Kleenheat
- Company type: Division
- Industry: Energy
- Founded: 1956; 70 years ago
- Headquarters: Murdoch, Western Australia, Australia
- Parent: Wesfarmers
- Website: kleenheat.com.au

= Kleenheat Gas =

Australian gas producer, retailer and distributor

Kleenheat is an Australian gas producer, retailer and distributor based in Perth, Western Australia.

Kleenheat produces around 150,000 tonnes of liquefied petroleum gas (LPG) per year to service more than 240,000 customers nationally. The company also supplies liquefied natural gas (LNG) to the heavy-vehicle, power generation and industrial markets nationally through EVOL LNG.

==History==
Kleenheat Gas was established by Wesfarmers in 1956 under the leadership of then General Manager John Thomson, who raised the prospect of selling bottled gas with BP during a visit to London. He returned with an exclusive franchise agreement to supply LPG from BP's then-new Kwinana Oil Refinery.

In September 1956, Kleenheat Gas became the first company to distribute bottled LPG and gas appliances to regional Western Australia. Demand for the convenience of gas was so great that 1500 appliances were sold before the first gas bottles were available.

In 2013, Kleenheat Gas launched a natural gas retailing business, introducing retail competition in Western Australia for residential and small business customers from Geraldton to Busselton for the first time. Previously, the market had operated under a monopoly by American-owned Alinta Energy.

In April 2014, Kleenheat Gas reviewed its LPG operations and agreed to sell its LPG distribution business in Victoria, South Australia, Queensland, New South Wales, the Australian Capital Territory and Tasmania to Elgas Limited. The sale was completed in December 2014.
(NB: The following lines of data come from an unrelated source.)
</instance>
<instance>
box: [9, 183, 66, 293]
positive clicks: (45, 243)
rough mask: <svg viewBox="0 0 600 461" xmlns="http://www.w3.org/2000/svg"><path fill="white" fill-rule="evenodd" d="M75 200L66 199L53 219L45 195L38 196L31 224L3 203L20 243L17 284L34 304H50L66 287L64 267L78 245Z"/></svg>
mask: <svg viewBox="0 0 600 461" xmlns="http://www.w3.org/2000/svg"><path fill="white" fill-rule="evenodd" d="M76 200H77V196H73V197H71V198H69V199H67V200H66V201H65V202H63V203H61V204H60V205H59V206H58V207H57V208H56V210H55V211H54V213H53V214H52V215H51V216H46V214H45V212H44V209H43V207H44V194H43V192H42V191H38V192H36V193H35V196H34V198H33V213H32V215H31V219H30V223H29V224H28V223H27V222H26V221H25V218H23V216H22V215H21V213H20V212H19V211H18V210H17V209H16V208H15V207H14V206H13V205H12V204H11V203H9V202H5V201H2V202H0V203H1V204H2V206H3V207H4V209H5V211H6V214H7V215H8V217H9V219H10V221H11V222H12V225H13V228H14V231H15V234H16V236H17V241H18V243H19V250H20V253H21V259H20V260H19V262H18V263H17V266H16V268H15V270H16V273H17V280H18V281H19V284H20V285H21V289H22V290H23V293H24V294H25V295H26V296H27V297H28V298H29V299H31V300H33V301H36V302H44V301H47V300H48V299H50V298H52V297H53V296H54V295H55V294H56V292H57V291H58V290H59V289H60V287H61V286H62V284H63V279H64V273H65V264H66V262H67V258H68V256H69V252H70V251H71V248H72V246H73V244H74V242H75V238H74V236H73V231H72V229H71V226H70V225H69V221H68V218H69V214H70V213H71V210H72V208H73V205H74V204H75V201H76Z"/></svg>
In May 2024, Kleenheat announced its intention to sell their LPG operations to Supagas, and their LNG operations (Evol) to Cefa.
The sale was completed on 2 December 2024.
The sale did not include the Natural Gas business, nor the Kwinana Production Facility.

==Products==
- Natural gas – Kleenheat supplies natural gas to around 150,000 customers in households and small businesses from Busselton to Geraldton.